Working with Cumulocity DataHub Edge
Cumulocity DataHub Edge offers the same set of functionality as the cloud variant. See Working with Cumulocity DataHub for details on configuring and monitoring offloading jobs, querying offloaded Cumulocity data, and refining offloaded Cumulocity data.
Operating Cumulocity DataHub Edge
Similar to the cloud variant, Cumulocity DataHub Edge UI allows you to check system information and view audit logs. See Operating Cumulocity DataHub for details.
When managing Cumulocity DataHub Edge, the following standard tasks are additionally relevant.
If you need to contact product support, include the output of the diagnostics script. See Diagnostic utility for details of how to run it.
Health check
Check Cumulocity DataHub Edge backend status
You can check the status of the backend in the Administration page of the Cumulocity DataHub UI. Alternatively you can query the isalive endpoint, which should produce an output similar to:
Dremio is running if OK is returned. No response will be returned if it is not running or inaccessible.
Log files
The installation log file is stored at /var/log/cdh.
In order to access the logs of the Cumulocity DataHub and Dremio containers, you must use the Docker logs command. To follow the logs of cdh-master you must run:
docker logs -f cdh-master
To follow the logs of cdh-executor you must run:
docker logs -f cdh-executor
The containers are configured to rotate log files with rotation settings of two days and a maximum file size of 10 MB.
Monitoring
Cumulocity Edge uses Monit for management and monitoring of relevant processes. See Monitoring for details. The Cumulocity DataHub Edge processes, namely the Cumulocity DataHub backend and the Dremio nodes, are also monitored by Monit.
Data disk management and monitoring
The data disk is used for storing the state of Cumulocity DataHub and Dremio and serves as data lake. In order to ensure that the system can work properly, the disk must not run out of space. The main factors for the disk space allocation of Cumulocity DataHub Edge are the Dremio job profiles and the data lake contents.
Cleanup of Dremio job history
Dremio maintains a history of job details and profiles, which can be inspected in Dremio’s job log, that is, the Jobs page of the Dremio UI. This job history must be cleaned up regularly to free the resources necessary for storing it.
Dremio is configured to perform the cleanup of job results automatically without downtime. The default value for the maximum age of stored job results is seven days. To change that value, a Dremio administrator must modify the support key jobs.max.age_in_days. The changes become effective within 24 hours or after restarting Dremio. See the corresponding Dremio documentation for more details on support keys.
Cleanup of data lake contents
The data lake contents are not automatically purged, as the main purpose of Cumulocity DataHub is to maintain a history of data. However, if disk space is critical and cannot be freed otherwise, parts of the data lake contents must be deleted. Instead of deleting you might also move the data.

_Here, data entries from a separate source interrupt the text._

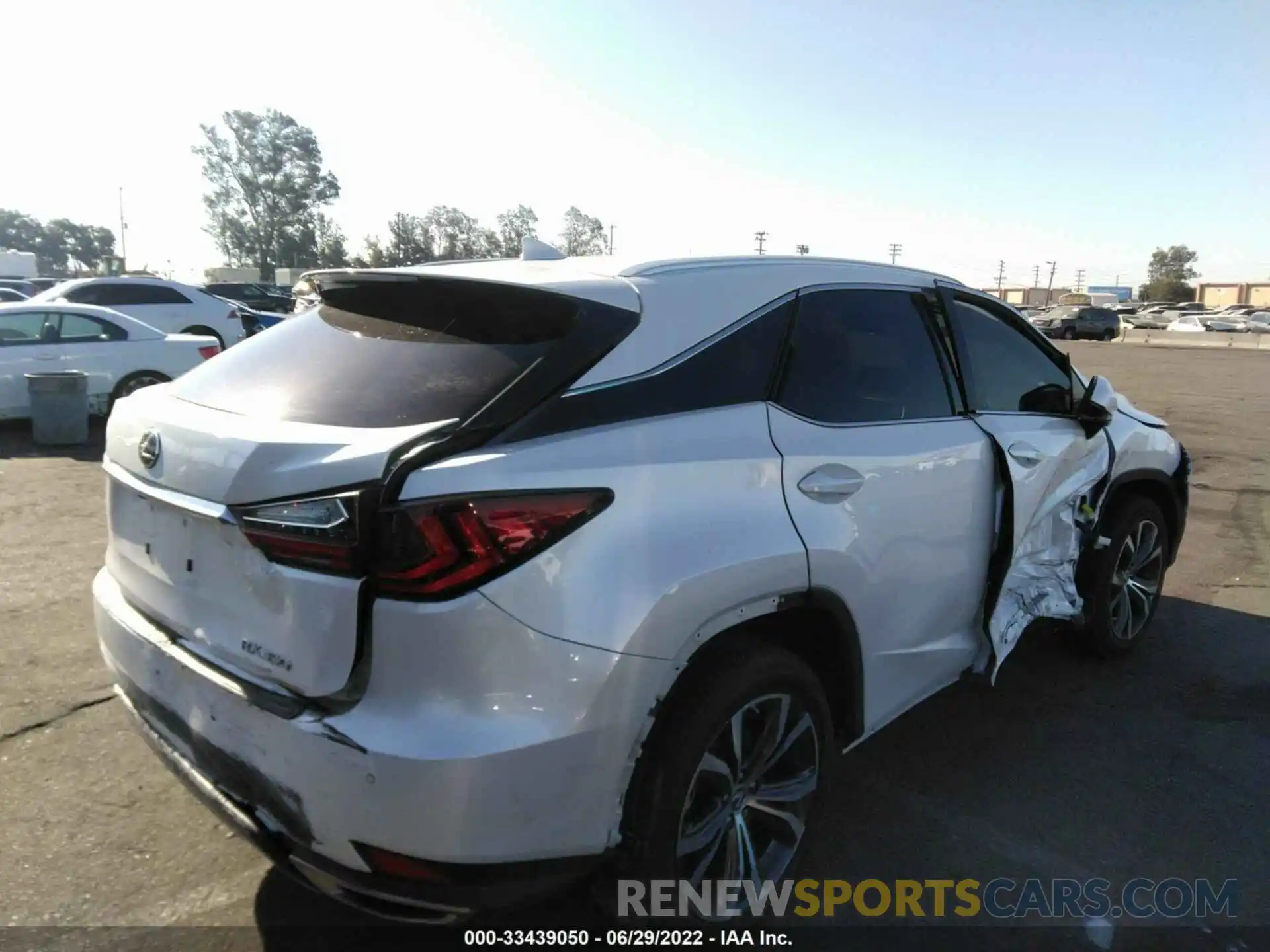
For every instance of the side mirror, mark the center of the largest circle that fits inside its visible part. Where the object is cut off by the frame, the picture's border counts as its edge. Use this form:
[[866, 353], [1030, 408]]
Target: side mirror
[[1096, 407]]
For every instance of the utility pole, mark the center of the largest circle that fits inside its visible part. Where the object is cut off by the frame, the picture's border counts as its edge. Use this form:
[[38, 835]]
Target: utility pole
[[124, 237]]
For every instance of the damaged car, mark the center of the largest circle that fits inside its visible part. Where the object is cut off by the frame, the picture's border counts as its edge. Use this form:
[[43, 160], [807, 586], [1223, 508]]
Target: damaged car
[[482, 578]]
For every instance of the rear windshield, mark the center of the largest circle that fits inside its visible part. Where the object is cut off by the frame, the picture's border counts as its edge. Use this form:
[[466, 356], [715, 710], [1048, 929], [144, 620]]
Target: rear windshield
[[386, 354]]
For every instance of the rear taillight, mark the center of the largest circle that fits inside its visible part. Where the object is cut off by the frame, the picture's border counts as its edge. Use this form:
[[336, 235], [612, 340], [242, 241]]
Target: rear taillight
[[439, 549], [308, 534]]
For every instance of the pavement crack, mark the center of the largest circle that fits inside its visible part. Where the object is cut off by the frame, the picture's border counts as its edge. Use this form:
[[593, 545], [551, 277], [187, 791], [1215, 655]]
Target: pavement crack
[[55, 719]]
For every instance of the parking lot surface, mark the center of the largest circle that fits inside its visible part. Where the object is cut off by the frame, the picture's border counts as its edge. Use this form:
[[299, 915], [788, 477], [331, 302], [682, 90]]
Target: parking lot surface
[[1154, 766]]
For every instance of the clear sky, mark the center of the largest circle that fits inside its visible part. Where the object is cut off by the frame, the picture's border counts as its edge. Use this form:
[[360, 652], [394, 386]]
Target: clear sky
[[1080, 132]]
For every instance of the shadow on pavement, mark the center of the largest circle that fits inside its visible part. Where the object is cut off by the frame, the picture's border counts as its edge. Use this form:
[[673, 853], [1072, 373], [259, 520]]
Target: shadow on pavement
[[16, 442], [1070, 767]]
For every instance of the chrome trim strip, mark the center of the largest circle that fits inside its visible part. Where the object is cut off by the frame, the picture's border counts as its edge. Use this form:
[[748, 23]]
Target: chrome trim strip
[[171, 496], [691, 352]]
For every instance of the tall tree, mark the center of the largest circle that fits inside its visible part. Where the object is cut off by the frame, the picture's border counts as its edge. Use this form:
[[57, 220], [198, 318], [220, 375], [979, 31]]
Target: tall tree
[[582, 235], [1169, 274], [267, 184], [515, 225]]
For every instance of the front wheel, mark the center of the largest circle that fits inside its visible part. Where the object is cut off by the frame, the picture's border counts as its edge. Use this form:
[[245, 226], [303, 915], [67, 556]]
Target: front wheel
[[730, 781], [1124, 579]]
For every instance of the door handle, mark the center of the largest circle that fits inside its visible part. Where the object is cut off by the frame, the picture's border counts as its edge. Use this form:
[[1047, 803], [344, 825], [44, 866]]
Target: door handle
[[1025, 454], [831, 483]]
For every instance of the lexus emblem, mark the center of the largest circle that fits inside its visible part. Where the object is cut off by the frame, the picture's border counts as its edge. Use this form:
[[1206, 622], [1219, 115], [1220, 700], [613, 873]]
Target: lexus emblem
[[149, 448]]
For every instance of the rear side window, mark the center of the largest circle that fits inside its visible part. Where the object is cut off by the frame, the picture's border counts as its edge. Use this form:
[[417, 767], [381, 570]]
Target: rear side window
[[733, 368], [863, 356], [388, 354]]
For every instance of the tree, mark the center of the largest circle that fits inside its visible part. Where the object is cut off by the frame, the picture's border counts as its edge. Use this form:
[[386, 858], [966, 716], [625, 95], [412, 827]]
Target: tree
[[409, 241], [582, 235], [515, 225], [58, 245], [267, 186], [1169, 273]]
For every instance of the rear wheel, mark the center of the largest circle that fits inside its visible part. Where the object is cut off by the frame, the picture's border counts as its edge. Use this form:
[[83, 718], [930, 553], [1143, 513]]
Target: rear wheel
[[1124, 579], [730, 781], [206, 333], [136, 381]]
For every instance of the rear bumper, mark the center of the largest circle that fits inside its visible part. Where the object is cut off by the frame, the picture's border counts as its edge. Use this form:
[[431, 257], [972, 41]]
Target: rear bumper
[[505, 793]]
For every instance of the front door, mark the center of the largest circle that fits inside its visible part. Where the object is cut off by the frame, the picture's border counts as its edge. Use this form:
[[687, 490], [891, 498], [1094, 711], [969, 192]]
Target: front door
[[892, 493]]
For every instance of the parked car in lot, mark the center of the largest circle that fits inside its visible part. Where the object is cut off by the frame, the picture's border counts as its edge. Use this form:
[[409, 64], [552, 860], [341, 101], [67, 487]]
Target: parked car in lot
[[480, 576], [118, 353], [1187, 323], [167, 305], [1072, 323], [258, 298]]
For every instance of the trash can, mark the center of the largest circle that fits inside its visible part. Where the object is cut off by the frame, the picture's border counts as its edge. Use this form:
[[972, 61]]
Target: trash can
[[59, 408]]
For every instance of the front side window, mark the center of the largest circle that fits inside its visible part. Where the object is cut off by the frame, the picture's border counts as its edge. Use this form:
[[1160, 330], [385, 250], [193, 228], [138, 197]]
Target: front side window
[[863, 356], [22, 328], [1009, 371]]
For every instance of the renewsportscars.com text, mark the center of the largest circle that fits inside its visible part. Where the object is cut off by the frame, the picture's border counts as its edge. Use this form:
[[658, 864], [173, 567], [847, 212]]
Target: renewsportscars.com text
[[1000, 898]]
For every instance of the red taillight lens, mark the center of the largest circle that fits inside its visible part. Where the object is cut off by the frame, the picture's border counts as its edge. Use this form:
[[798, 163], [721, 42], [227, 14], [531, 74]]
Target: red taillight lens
[[308, 534], [443, 547]]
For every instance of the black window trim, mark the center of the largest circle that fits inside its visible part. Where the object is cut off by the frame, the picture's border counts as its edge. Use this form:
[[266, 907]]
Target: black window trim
[[951, 294], [952, 381]]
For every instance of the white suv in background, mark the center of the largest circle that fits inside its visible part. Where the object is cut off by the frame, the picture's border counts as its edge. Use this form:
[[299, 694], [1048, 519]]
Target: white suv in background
[[480, 575], [168, 305]]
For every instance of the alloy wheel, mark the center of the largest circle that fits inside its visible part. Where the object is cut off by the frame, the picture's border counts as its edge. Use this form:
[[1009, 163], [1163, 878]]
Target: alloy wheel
[[747, 805], [1136, 580]]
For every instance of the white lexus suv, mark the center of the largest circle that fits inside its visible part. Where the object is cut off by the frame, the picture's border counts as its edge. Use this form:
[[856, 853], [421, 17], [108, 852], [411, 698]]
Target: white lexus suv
[[483, 575]]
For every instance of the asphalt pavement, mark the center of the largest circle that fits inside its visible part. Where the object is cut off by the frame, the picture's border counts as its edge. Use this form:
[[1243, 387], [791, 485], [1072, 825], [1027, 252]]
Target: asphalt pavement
[[1152, 766]]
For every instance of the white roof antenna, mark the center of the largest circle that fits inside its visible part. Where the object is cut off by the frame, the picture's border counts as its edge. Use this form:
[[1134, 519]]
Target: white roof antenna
[[535, 251]]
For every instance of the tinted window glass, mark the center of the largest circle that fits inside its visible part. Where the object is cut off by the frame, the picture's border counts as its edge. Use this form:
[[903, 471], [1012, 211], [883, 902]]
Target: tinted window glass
[[80, 328], [863, 357], [1009, 370], [737, 368], [386, 354], [23, 328]]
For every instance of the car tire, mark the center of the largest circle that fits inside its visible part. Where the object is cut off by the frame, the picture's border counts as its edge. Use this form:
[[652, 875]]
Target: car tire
[[204, 332], [1122, 583], [134, 382], [685, 790]]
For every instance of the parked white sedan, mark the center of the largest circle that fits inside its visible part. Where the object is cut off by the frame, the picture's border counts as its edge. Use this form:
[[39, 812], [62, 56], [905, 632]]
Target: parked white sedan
[[118, 353]]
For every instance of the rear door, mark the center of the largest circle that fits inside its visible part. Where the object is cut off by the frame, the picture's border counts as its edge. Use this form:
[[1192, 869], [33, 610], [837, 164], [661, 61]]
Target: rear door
[[889, 488], [241, 495], [1020, 390]]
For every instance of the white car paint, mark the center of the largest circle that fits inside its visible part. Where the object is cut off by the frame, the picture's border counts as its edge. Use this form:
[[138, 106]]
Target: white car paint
[[168, 305], [515, 713], [125, 347], [1187, 323]]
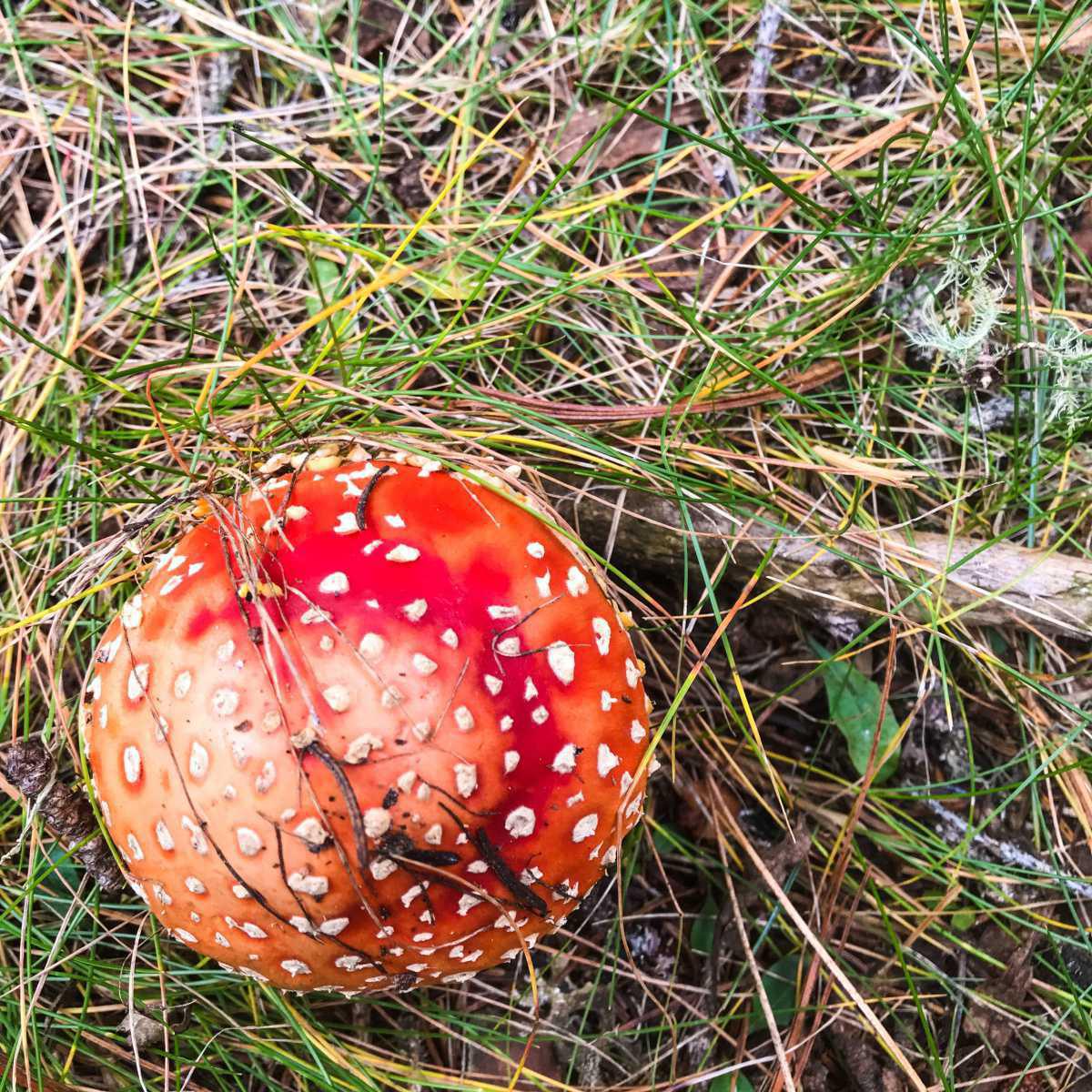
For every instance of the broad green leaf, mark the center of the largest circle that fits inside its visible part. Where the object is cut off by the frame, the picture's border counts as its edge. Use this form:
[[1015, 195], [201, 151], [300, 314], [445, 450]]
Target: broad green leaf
[[723, 1084], [856, 704], [780, 986]]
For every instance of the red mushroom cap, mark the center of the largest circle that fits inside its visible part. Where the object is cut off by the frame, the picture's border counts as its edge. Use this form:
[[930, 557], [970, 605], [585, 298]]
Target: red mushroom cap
[[375, 725]]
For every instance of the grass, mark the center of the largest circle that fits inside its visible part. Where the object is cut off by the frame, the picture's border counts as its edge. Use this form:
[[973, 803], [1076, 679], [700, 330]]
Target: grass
[[500, 228]]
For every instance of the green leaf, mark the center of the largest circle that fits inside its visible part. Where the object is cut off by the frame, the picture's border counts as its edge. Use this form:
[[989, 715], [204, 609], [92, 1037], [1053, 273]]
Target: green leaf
[[704, 926], [964, 920], [856, 707], [780, 986], [723, 1084]]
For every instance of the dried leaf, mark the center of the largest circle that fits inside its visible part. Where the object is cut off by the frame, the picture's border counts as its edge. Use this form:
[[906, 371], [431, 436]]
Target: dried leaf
[[631, 137]]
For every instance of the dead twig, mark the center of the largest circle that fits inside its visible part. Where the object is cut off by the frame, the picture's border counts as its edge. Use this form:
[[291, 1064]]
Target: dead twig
[[31, 771]]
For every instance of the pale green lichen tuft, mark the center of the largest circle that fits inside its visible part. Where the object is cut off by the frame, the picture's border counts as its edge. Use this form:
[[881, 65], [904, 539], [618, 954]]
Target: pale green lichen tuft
[[960, 331]]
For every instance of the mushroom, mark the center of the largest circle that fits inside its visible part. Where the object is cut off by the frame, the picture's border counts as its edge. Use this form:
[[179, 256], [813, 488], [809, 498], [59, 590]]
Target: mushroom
[[372, 725]]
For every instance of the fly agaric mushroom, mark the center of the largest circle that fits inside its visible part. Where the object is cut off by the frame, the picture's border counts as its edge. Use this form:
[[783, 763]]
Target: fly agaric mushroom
[[374, 725]]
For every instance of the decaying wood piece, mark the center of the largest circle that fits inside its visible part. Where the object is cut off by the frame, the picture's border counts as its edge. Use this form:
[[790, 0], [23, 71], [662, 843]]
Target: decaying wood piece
[[30, 769], [854, 572]]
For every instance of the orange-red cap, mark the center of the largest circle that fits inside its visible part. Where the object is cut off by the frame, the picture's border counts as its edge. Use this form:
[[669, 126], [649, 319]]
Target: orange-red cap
[[371, 726]]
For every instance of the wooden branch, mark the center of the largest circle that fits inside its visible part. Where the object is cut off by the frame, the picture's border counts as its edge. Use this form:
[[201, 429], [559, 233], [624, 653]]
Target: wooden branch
[[855, 573]]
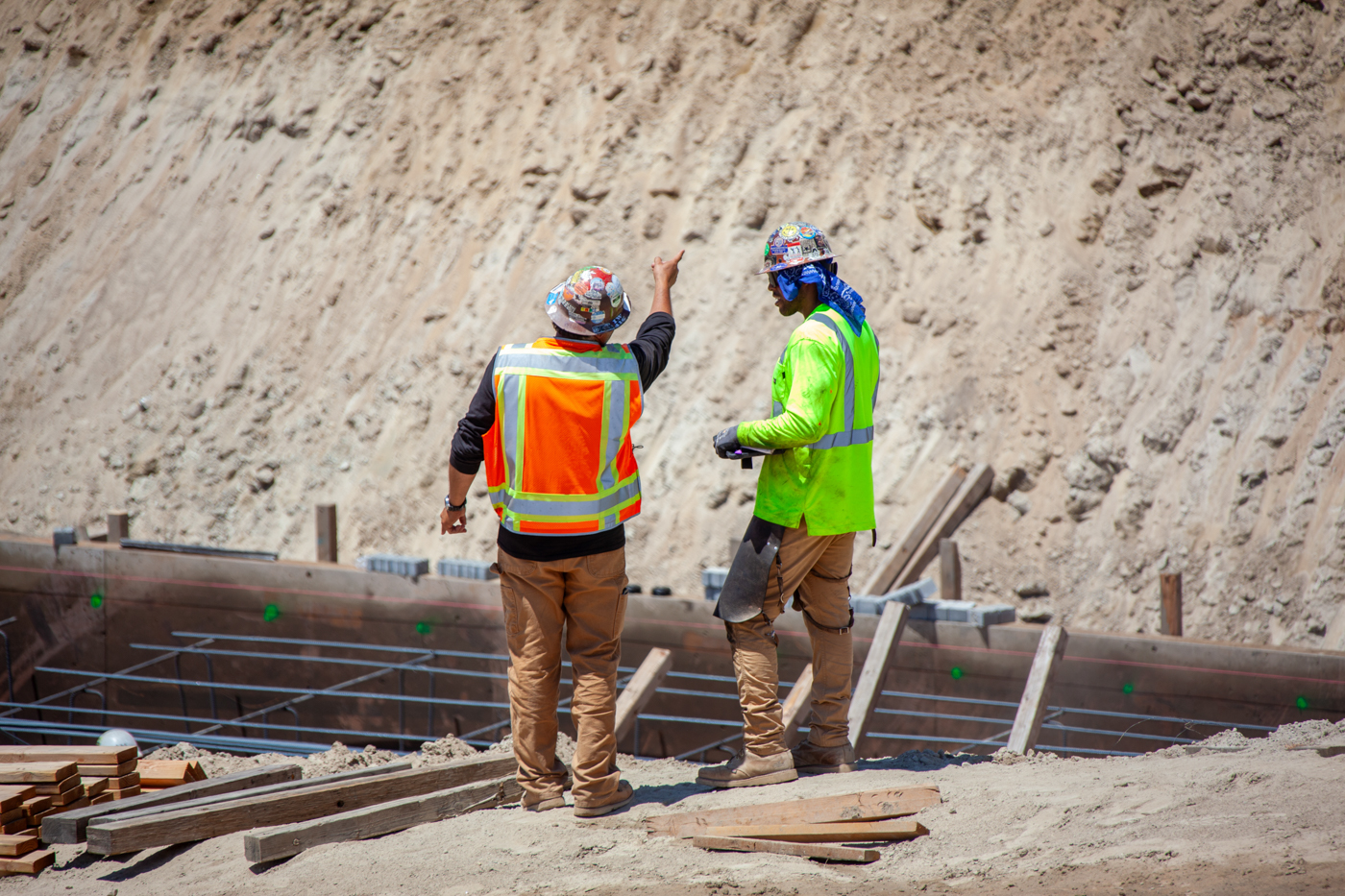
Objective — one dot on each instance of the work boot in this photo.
(624, 792)
(810, 759)
(749, 770)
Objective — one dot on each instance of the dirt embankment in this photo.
(256, 252)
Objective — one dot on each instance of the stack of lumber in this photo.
(159, 774)
(806, 828)
(355, 805)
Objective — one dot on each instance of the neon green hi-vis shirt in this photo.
(823, 393)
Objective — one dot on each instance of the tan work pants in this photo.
(584, 597)
(818, 568)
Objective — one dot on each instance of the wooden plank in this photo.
(806, 851)
(881, 653)
(1170, 587)
(120, 835)
(972, 489)
(883, 579)
(636, 694)
(950, 570)
(30, 864)
(827, 833)
(163, 772)
(206, 802)
(382, 818)
(12, 845)
(36, 772)
(70, 826)
(869, 805)
(1032, 708)
(13, 795)
(796, 705)
(81, 755)
(108, 771)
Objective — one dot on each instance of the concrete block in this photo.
(409, 567)
(479, 569)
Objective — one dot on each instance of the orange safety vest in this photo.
(558, 458)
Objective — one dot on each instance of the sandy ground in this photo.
(1230, 817)
(255, 254)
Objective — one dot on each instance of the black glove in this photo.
(726, 442)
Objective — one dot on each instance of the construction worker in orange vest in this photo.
(551, 422)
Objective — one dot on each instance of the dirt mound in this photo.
(258, 252)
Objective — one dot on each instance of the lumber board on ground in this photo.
(806, 851)
(36, 772)
(15, 795)
(870, 805)
(81, 755)
(796, 705)
(881, 653)
(120, 835)
(108, 771)
(30, 864)
(883, 579)
(824, 833)
(382, 818)
(1032, 708)
(70, 826)
(972, 489)
(206, 802)
(13, 845)
(638, 693)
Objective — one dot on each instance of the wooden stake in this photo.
(881, 653)
(638, 694)
(1032, 709)
(968, 496)
(883, 579)
(326, 533)
(383, 818)
(796, 705)
(1170, 587)
(950, 570)
(806, 851)
(869, 805)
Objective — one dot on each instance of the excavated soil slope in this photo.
(255, 254)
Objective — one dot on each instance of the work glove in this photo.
(726, 442)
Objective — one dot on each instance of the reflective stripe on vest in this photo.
(847, 436)
(611, 498)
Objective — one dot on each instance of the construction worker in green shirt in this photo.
(816, 492)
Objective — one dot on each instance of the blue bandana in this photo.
(831, 291)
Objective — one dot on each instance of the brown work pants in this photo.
(816, 569)
(584, 597)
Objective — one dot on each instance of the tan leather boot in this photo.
(811, 759)
(749, 770)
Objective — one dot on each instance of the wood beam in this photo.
(639, 691)
(796, 705)
(1032, 708)
(383, 818)
(113, 835)
(881, 653)
(884, 577)
(69, 828)
(972, 489)
(869, 805)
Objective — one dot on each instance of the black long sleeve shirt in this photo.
(651, 349)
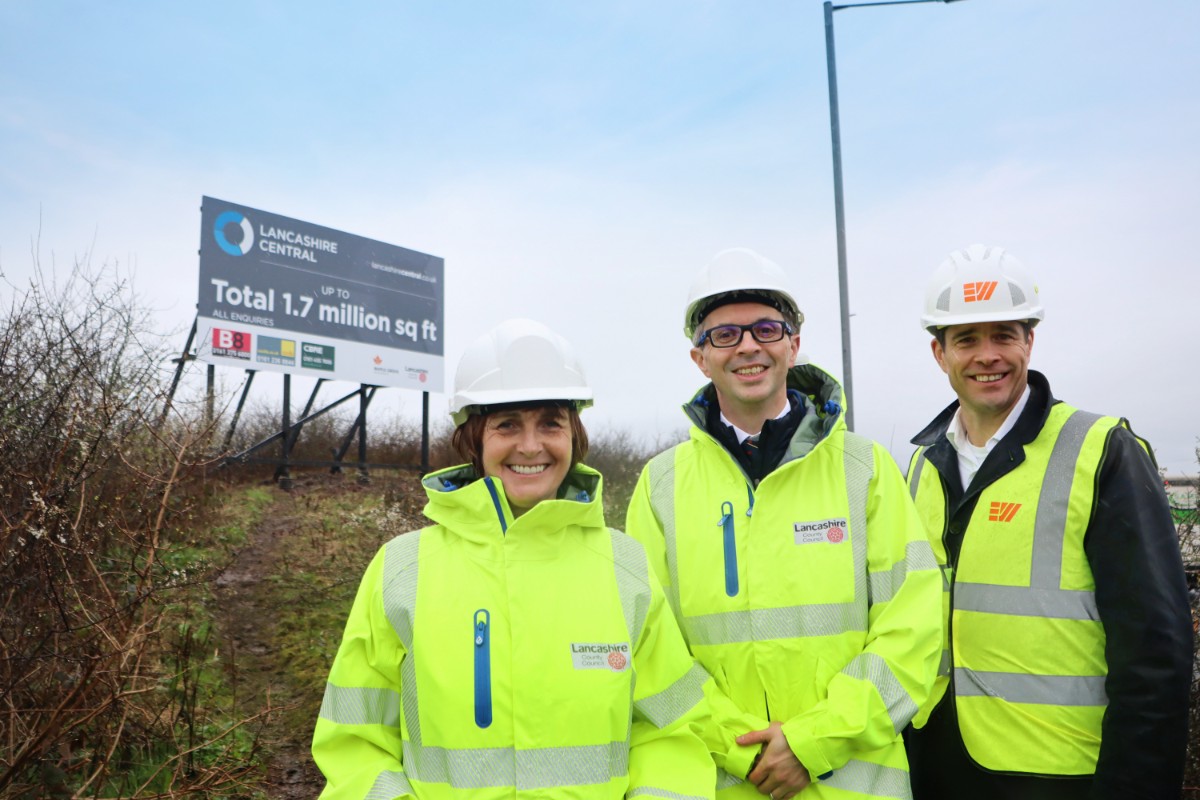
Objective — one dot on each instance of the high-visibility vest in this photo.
(811, 599)
(490, 657)
(1026, 644)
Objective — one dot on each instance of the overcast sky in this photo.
(577, 162)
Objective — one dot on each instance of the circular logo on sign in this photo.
(247, 233)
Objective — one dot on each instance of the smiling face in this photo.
(529, 451)
(750, 378)
(988, 365)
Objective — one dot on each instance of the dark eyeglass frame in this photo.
(756, 330)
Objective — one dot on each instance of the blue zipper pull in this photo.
(731, 549)
(490, 482)
(483, 668)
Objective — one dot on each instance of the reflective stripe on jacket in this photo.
(1026, 641)
(495, 657)
(811, 600)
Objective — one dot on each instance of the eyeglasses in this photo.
(765, 331)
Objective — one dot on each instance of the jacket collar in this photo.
(1027, 426)
(820, 394)
(1008, 453)
(478, 510)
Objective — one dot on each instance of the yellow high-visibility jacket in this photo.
(487, 656)
(813, 599)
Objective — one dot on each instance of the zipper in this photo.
(496, 501)
(483, 668)
(731, 549)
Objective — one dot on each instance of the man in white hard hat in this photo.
(791, 555)
(1068, 662)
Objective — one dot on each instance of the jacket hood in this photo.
(819, 391)
(477, 507)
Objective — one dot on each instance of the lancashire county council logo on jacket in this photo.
(821, 531)
(587, 655)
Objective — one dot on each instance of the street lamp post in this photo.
(838, 205)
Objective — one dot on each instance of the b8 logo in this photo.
(229, 340)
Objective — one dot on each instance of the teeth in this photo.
(532, 469)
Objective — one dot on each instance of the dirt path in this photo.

Browse to the data lake folder /opt/mongodb/cdh-master/datalake and select the folder whose name equals the target table of the offloading pipeline. The data within the data lake is organized hierarchically, as described in section Folder structure. To free up disk space, delete the chunk folders and all monthly/daily folders up to a point in time fitting to your needs. For example, delete all folders whose filename indicates that the data is older than 1st of January 2024. In general, you must delete complete folders, not single files within a folder. After you delete the folders, you must make Dremio aware of the changed data lake contents. Given the path to your target table, run the following query in Dremio as an administrator:
ALTER PDS <target_table_path> REFRESH METADATA FORCE UPDATE
Caution
Data being deleted from the data lake cannot be recovered anymore.
Backup and Restore
Cumulocity DataHub’s runtime state as well as the data lake containing offloaded data reside in the Cumulocity Edge server VM. In order to back up and restore Cumulocity DataHub, its runtime state, and its data we recommend you to back up and recover the Cumulocity Edge server VM as described in Backup and restore.